Measure of the Quality of Experience

Motivation

Quality of Experience (QoE) is a subjective measure to estimate the overall quality of the service provided from the point of view of the user. The importance of this measure has grown in the last years because of the increasing need for providing a good user experience in many services, especially in video streaming.

There are two different families of tests for video quality assessment, namely subjective tests –using test subjects to obtain QoE evaluation of video sequences– and objective tests –using algorithms that estimate the quality of the displayed video–.

Regarding subjective tests, the International Telecommunication Union (ITU) has published different recommendations that provide a methodology to conduct subjective evaluations formally (such as [1]-[4]). One of the most used techniques to measure QoE is the Mean Opinion Score (MOS), in which different users value their experience with regards to a video playback analyzing specific parameters by using a scale between 1 (lowest satisfaction) and 5 (highest satisfaction). The MOS is then generated as the average over a set of subjective evaluations provided by the test audience.

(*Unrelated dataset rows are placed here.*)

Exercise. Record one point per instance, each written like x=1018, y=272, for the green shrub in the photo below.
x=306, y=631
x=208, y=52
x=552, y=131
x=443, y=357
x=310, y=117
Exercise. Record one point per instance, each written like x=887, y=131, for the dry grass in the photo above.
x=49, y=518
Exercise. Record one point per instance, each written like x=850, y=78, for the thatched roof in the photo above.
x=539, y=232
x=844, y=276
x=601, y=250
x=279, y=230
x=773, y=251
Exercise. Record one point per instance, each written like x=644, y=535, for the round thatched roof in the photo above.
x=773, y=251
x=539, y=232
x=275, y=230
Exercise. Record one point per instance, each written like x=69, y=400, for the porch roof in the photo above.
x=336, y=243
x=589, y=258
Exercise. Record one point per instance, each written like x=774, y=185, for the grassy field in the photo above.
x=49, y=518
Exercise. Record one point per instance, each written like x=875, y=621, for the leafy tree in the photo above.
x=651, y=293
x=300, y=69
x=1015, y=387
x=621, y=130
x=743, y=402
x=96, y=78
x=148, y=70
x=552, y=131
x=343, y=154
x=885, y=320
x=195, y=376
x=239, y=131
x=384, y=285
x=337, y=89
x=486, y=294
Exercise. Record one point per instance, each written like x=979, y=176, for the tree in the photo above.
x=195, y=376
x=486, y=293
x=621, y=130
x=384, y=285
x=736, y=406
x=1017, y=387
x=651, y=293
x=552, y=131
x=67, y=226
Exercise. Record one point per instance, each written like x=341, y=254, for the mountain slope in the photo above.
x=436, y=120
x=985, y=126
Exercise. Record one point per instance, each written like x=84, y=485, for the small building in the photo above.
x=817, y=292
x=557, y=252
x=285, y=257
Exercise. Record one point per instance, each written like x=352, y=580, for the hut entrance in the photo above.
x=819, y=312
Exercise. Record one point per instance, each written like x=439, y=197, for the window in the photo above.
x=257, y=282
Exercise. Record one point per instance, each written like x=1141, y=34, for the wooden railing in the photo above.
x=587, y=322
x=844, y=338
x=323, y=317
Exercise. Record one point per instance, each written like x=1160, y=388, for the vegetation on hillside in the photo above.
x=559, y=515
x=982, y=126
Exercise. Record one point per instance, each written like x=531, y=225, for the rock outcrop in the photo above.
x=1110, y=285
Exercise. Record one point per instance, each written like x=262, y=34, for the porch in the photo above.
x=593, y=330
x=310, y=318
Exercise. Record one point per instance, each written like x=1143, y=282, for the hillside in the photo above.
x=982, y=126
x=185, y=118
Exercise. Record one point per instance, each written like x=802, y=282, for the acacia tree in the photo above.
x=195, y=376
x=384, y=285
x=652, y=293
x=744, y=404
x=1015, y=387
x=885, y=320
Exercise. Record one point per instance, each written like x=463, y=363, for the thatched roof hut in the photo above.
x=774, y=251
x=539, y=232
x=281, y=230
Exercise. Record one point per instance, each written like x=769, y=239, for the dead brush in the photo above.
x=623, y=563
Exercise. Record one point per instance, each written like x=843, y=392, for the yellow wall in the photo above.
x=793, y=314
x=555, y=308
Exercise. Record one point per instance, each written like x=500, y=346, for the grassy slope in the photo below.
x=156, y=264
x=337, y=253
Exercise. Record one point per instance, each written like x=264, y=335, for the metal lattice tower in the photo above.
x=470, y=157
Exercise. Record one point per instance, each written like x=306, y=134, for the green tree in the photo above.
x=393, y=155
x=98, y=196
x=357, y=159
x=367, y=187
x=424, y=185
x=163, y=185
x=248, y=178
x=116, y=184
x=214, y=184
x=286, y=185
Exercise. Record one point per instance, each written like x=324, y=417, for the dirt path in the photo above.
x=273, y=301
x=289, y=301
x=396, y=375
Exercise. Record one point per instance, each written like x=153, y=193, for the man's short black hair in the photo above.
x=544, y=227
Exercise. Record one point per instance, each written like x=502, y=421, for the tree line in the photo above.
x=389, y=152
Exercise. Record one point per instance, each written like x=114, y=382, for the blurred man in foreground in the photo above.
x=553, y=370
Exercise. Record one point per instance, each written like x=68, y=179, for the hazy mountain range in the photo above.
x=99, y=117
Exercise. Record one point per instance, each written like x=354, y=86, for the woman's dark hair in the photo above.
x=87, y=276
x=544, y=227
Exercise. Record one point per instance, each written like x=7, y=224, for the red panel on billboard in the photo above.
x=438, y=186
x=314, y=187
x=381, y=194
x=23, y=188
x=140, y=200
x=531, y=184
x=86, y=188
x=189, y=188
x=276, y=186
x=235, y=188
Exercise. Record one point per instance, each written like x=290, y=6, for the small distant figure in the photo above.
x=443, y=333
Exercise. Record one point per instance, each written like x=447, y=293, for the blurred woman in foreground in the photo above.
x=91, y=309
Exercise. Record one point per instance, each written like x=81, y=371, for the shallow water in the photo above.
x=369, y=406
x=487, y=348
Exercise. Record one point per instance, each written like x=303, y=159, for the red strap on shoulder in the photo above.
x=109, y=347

In general, the main drawback of subjective tests is the time and resources (in terms of number of people) required to carry out the measurements. This motivates the existence of objective tests, which are performed by algorithms that estimate what the opinion of users would be if they were asked for.

Overview

Regarding objective estimation of the QoE in HTTP adaptive streaming (like DASH tecnhnology), the key QoE estimators for evaluating the quality of this kind of services [5] are: the encoding process, the initial loading delay, the ability of HAS to change the quality for each segment, and the inevitable possibility of running out of buffer during the playback.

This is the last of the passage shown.